One day, long from now, we’ll be telling stories to our grandkids. … “Back in my day, we had smartphones the size of small tablets. We put them in our pockets, we put them up to our ears. Nothing like what you kids have today.”
Whether our grandkids will be using smartphones the size of large tablets or attached to glasses or shoved into watches — or embedded directly into their brains — remains to be seen. (Personally, I’d expect some sort of seismic shift long before then.) But one trend became apparently around 2010 and 2011: small phones were done for.

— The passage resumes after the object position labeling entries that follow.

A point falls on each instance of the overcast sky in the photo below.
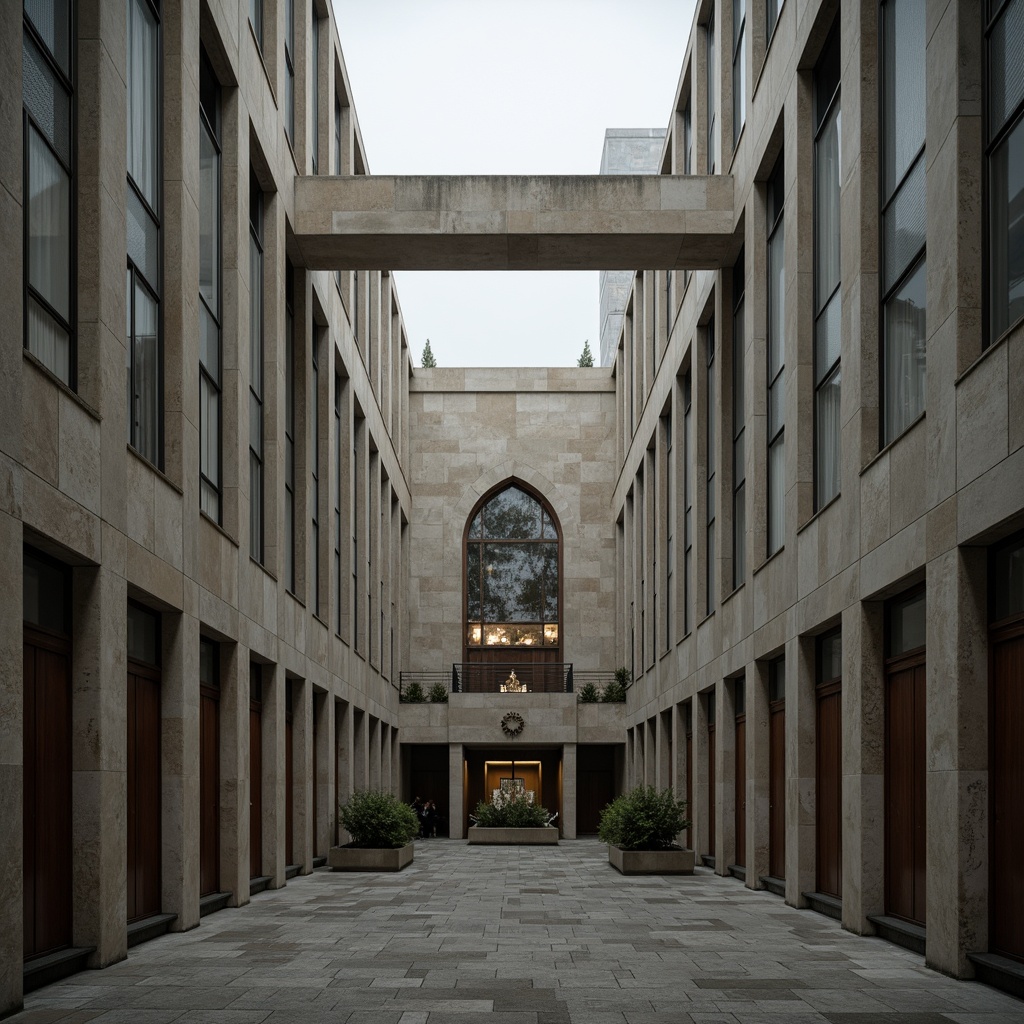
(506, 87)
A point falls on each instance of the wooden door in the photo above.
(289, 791)
(47, 791)
(711, 790)
(740, 792)
(143, 792)
(255, 788)
(209, 791)
(1007, 773)
(828, 834)
(904, 790)
(776, 790)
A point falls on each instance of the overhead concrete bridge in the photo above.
(516, 222)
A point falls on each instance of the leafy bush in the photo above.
(379, 820)
(510, 810)
(643, 819)
(614, 691)
(413, 694)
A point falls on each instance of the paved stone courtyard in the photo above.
(517, 936)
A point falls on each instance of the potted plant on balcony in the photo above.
(641, 827)
(382, 828)
(512, 819)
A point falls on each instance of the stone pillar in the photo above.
(568, 791)
(457, 797)
(179, 756)
(757, 773)
(235, 772)
(801, 772)
(956, 732)
(99, 778)
(863, 765)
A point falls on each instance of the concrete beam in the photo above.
(528, 222)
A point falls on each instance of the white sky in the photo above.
(506, 87)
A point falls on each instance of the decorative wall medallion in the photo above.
(512, 724)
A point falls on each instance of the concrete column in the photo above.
(99, 779)
(457, 794)
(863, 765)
(956, 742)
(800, 770)
(273, 760)
(757, 773)
(11, 721)
(235, 772)
(179, 755)
(567, 815)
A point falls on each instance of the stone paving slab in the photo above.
(527, 935)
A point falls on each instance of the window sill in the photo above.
(216, 525)
(824, 508)
(892, 444)
(155, 469)
(770, 558)
(52, 377)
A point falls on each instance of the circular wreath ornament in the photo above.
(512, 724)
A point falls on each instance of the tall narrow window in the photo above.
(209, 291)
(712, 92)
(314, 472)
(337, 504)
(290, 426)
(144, 358)
(776, 359)
(290, 71)
(687, 504)
(903, 276)
(255, 369)
(47, 70)
(314, 88)
(1005, 153)
(256, 20)
(738, 68)
(712, 459)
(827, 372)
(738, 427)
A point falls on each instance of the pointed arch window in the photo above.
(512, 572)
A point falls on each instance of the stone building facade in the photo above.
(238, 518)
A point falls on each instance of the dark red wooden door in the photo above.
(776, 790)
(143, 792)
(904, 790)
(828, 834)
(1007, 732)
(289, 794)
(740, 791)
(209, 792)
(47, 780)
(712, 838)
(255, 788)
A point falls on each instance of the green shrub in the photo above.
(614, 691)
(379, 820)
(643, 819)
(510, 810)
(413, 694)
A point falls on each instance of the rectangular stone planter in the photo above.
(675, 861)
(513, 837)
(353, 858)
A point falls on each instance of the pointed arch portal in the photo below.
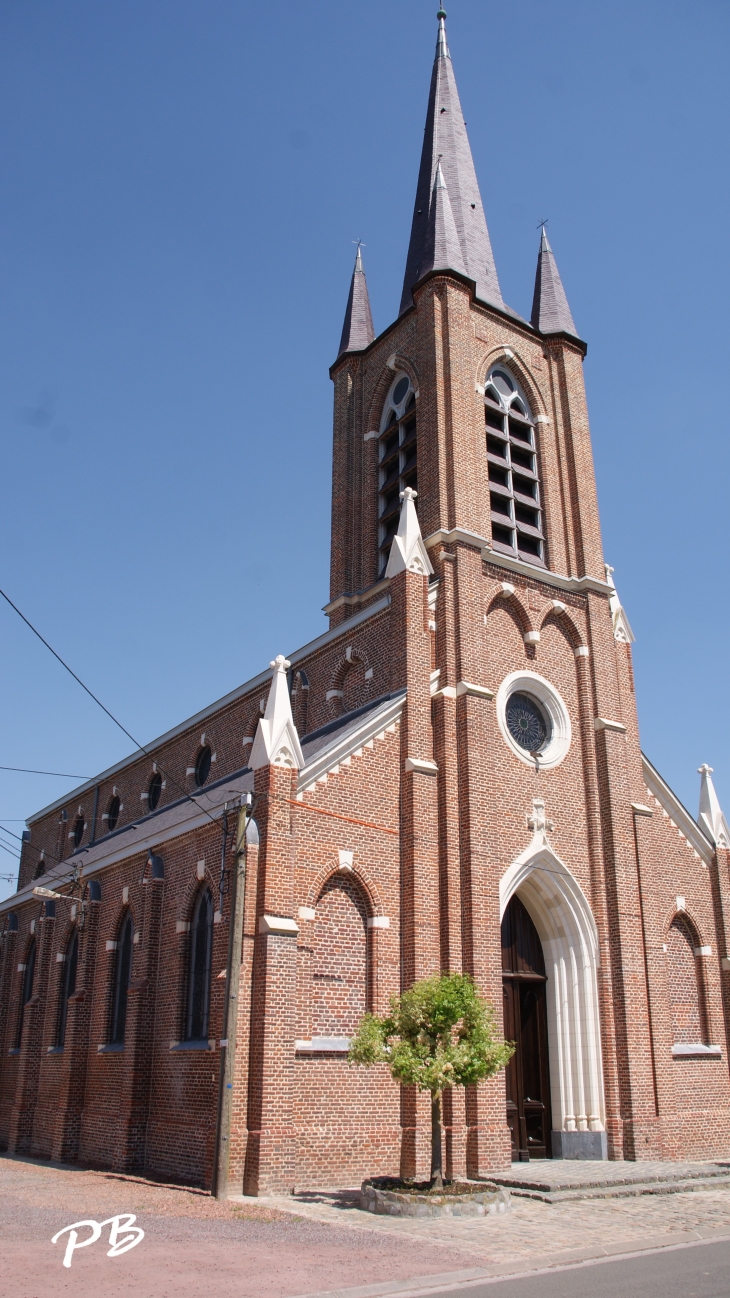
(563, 922)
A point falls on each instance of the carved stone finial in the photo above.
(538, 823)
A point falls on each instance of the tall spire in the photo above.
(551, 313)
(357, 331)
(442, 249)
(446, 140)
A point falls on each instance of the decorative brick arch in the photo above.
(686, 981)
(337, 700)
(402, 364)
(561, 619)
(521, 371)
(365, 881)
(511, 604)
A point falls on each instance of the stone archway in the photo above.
(564, 920)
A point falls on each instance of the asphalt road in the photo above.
(698, 1271)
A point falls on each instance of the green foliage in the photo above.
(439, 1033)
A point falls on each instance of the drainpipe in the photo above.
(230, 1006)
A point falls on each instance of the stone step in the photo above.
(615, 1189)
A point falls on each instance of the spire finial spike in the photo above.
(408, 553)
(711, 817)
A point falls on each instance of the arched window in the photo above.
(199, 976)
(26, 991)
(339, 966)
(398, 461)
(686, 985)
(153, 791)
(515, 484)
(122, 975)
(113, 813)
(68, 987)
(203, 766)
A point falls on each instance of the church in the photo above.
(447, 779)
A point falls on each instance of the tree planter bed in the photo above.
(389, 1196)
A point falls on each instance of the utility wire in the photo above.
(125, 731)
(62, 775)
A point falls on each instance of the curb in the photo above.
(566, 1261)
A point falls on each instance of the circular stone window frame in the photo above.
(548, 698)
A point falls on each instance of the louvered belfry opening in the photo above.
(512, 457)
(398, 462)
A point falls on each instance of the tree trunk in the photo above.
(437, 1170)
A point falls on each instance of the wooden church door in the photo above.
(525, 1023)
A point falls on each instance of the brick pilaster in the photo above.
(22, 1116)
(137, 1075)
(72, 1087)
(270, 1153)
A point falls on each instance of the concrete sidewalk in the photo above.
(314, 1242)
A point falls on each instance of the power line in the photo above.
(111, 715)
(62, 775)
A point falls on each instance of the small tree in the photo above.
(439, 1033)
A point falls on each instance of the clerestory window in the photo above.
(68, 987)
(199, 968)
(515, 484)
(398, 461)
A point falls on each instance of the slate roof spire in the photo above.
(551, 313)
(446, 142)
(357, 331)
(442, 249)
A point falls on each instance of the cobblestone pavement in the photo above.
(194, 1246)
(542, 1233)
(311, 1244)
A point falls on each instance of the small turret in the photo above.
(551, 313)
(357, 331)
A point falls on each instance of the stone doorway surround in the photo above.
(568, 933)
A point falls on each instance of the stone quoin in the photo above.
(450, 778)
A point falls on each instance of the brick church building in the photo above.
(450, 778)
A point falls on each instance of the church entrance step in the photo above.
(559, 1181)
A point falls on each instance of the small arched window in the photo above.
(339, 961)
(398, 461)
(122, 975)
(68, 987)
(203, 766)
(686, 984)
(113, 813)
(199, 975)
(26, 991)
(153, 791)
(515, 484)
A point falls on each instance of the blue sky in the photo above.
(181, 186)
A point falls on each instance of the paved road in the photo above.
(699, 1271)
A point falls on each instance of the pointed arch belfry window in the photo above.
(199, 972)
(26, 991)
(122, 976)
(512, 456)
(398, 460)
(68, 987)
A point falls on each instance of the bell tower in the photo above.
(461, 399)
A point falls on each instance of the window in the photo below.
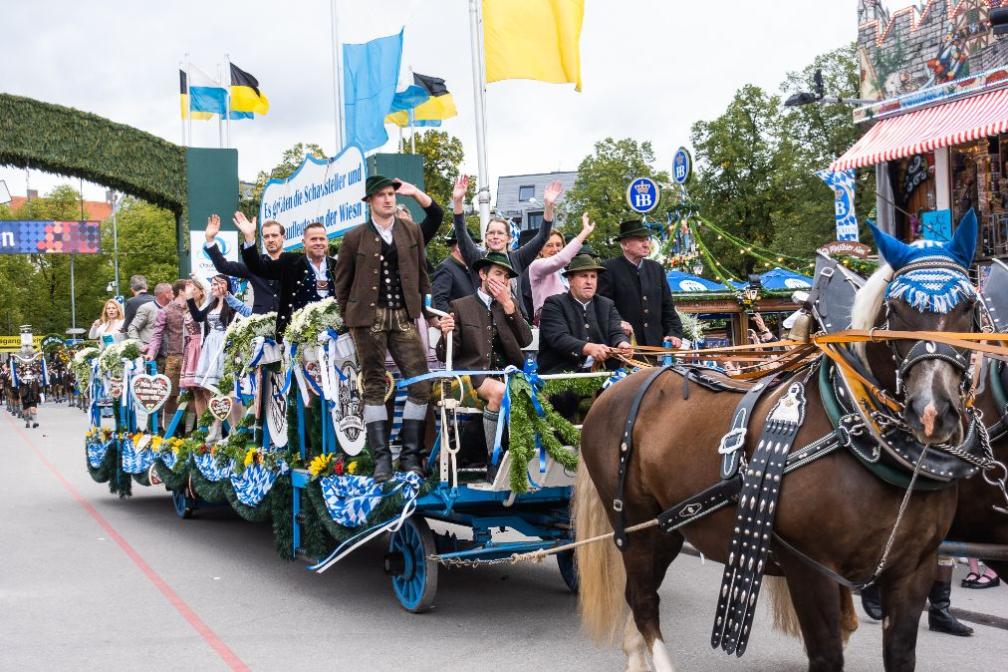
(533, 220)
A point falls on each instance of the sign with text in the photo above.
(203, 265)
(643, 194)
(330, 191)
(49, 237)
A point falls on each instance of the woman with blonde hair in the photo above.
(106, 329)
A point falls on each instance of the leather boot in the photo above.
(939, 619)
(377, 434)
(871, 601)
(411, 456)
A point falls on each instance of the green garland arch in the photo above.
(58, 139)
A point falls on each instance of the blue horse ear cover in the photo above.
(961, 249)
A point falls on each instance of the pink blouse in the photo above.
(545, 275)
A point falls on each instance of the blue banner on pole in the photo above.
(842, 183)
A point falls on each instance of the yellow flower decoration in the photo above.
(320, 463)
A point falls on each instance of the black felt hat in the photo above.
(633, 229)
(495, 258)
(377, 182)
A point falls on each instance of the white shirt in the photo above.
(322, 277)
(386, 234)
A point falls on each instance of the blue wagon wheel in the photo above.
(184, 506)
(569, 570)
(414, 574)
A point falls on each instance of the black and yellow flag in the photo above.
(439, 106)
(245, 94)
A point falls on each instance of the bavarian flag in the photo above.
(533, 39)
(245, 94)
(439, 104)
(183, 100)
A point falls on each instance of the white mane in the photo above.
(868, 302)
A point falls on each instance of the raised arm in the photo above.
(433, 215)
(469, 250)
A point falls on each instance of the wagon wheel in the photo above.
(414, 574)
(184, 506)
(569, 570)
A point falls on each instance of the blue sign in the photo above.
(681, 165)
(643, 194)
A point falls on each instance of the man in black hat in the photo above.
(452, 279)
(580, 329)
(488, 332)
(380, 281)
(638, 287)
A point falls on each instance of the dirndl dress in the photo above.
(211, 365)
(191, 353)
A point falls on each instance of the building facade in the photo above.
(519, 197)
(937, 136)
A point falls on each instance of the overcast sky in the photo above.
(650, 69)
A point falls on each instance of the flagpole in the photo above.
(189, 113)
(227, 104)
(220, 122)
(338, 121)
(182, 119)
(479, 90)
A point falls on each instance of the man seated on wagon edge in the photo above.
(580, 329)
(488, 332)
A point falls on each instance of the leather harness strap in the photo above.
(626, 450)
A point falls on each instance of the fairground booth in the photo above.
(937, 136)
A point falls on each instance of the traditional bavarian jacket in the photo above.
(642, 297)
(372, 273)
(565, 325)
(299, 284)
(485, 339)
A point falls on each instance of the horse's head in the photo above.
(923, 287)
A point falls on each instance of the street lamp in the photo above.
(819, 96)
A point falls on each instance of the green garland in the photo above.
(58, 139)
(554, 431)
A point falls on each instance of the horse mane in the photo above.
(868, 303)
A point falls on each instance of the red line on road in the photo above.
(227, 655)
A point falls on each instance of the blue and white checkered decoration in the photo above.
(931, 289)
(252, 485)
(96, 452)
(133, 460)
(208, 465)
(351, 499)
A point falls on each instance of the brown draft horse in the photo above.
(834, 509)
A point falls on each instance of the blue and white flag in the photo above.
(842, 183)
(206, 94)
(370, 77)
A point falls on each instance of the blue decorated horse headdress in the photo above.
(933, 287)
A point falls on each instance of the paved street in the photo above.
(94, 582)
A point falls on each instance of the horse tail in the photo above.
(601, 575)
(785, 619)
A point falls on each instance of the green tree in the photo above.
(601, 186)
(757, 162)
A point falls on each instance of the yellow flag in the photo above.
(533, 39)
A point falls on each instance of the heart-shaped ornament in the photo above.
(150, 392)
(220, 407)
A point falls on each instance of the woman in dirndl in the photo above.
(193, 346)
(215, 318)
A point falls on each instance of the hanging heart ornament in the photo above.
(220, 407)
(150, 392)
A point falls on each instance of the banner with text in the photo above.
(330, 191)
(48, 237)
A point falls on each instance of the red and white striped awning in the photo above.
(926, 130)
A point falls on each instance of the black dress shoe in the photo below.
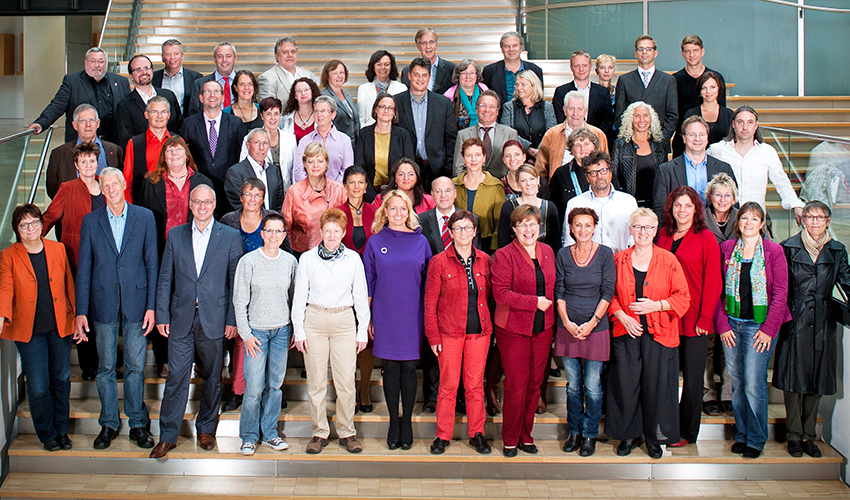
(750, 452)
(572, 443)
(233, 402)
(52, 445)
(142, 437)
(528, 448)
(438, 447)
(626, 446)
(588, 447)
(811, 449)
(479, 442)
(104, 439)
(64, 441)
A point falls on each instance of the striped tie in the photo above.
(447, 237)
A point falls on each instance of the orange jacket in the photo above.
(665, 280)
(19, 289)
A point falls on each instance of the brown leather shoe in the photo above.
(161, 449)
(206, 441)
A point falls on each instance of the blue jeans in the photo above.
(748, 371)
(135, 347)
(263, 378)
(585, 423)
(46, 360)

A few experimented — the old Sony Xperia Mini comes to mind — but we quickly saw phones hit 4 inches. Then 4.3 inches. Then 4.5 and 4.7 inches. Now 5 inches — and even a little bigger — is the norm for a smartphone not named iPhone. The HTC One Mini? 4.3 inches is the new “mini.”
Then came the Samsung Galaxy Note. Huge at the time — 5.3 inches?! — but rather pedestrian by today’s standards. The Note ushered in the age of the “phablet,” a horrible name (that no self-respecting smartphone nerd actually uses) for some that’s more than a smartphone but not quite a tablet. Since 2011, we’ve seen the likes of the Note 2 (5.5 inches) and 3 (5.7 inches). And other manufacturers followed suit, like LG with the Optimus G Pro (5.5 inches), Sony with the Xperia Z Ultra (6.4 inches!) and Samsung with the Galaxy Mega 5.8 and 6.3.
Screen size alone does not a phablet make.
It’s gotten to be a bit much. But that’s not to say these oversized phones haven’t been popular — and that’s not to say they haven’t added something to the ecosystem. In fact, screen size alone does not a phablet make, we’d argue. (And that’s another reason the word “phablet” is kind of dumb.) The good ones add something, be it pen input or pen input or … well, more often than not, they’ve added some sort of pen input.
None of this has really answered the question, though. Who are these monstrosities — these freak-of-nature phones — best for? The answer is an unexciting “Anyone.” At the end of the day, they’re no different than any other smartphones, oversized or not. Different sizes, different features. Different strokes for different folks.
Are phablets truly deserving of their own product category?